The conversation also delved into KhiladiPro’s proprietary Khiladi Ability Index (KAI), its application in schools and academies, and the measures taken to validate AI models across diverse demographics. Key operational strategies for adoption in digitally uneven regions and the platform’s approach to ethical data management were also explored.

Interview Excerpts: 

CiOL’s interaction with KhiladiPro provided detailed insights into how the platform is creating measurable, objective pathways for youth sports development in India. Here, we share the full Q&A with David Gladson: 

How does KPro’s AI-first assessment model address the long-standing structural gaps in India’s youth sports ecosystem, especially in schools and academies lacking trained coaches and standardised evaluation methods?
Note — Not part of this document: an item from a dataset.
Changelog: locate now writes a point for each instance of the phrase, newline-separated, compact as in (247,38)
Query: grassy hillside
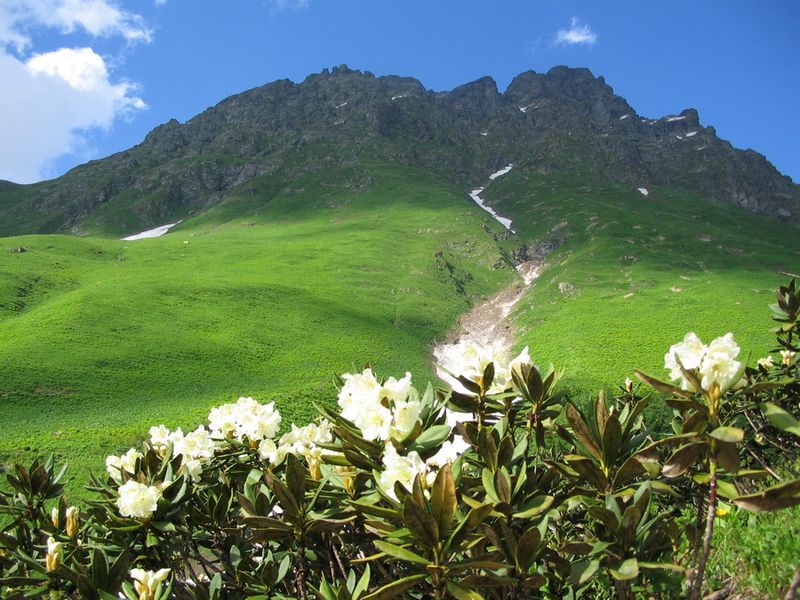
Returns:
(99,338)
(633,273)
For decades, India’s grassroots sports ecosystem has struggled with three deep-rooted issues, lack of trained coaches, absence of standardized assessment, and limited early visibility for talent. KPro’s AI-first assessment model is designed to bridge these gaps, and to do so at scale. 

Our technology brings objective, science-backed talent evaluation directly to schools and academies that may not have access to specialised coaching resources. With just a smartphone, KPro can analyse a child’s athletic performance across 20+ parameters, speed, agility, biomechanics, coordination, strength markers, & benchmark them against age-appropriate global standards. This creates a level playing field that India’s youth sports ecosystem has historically lacked.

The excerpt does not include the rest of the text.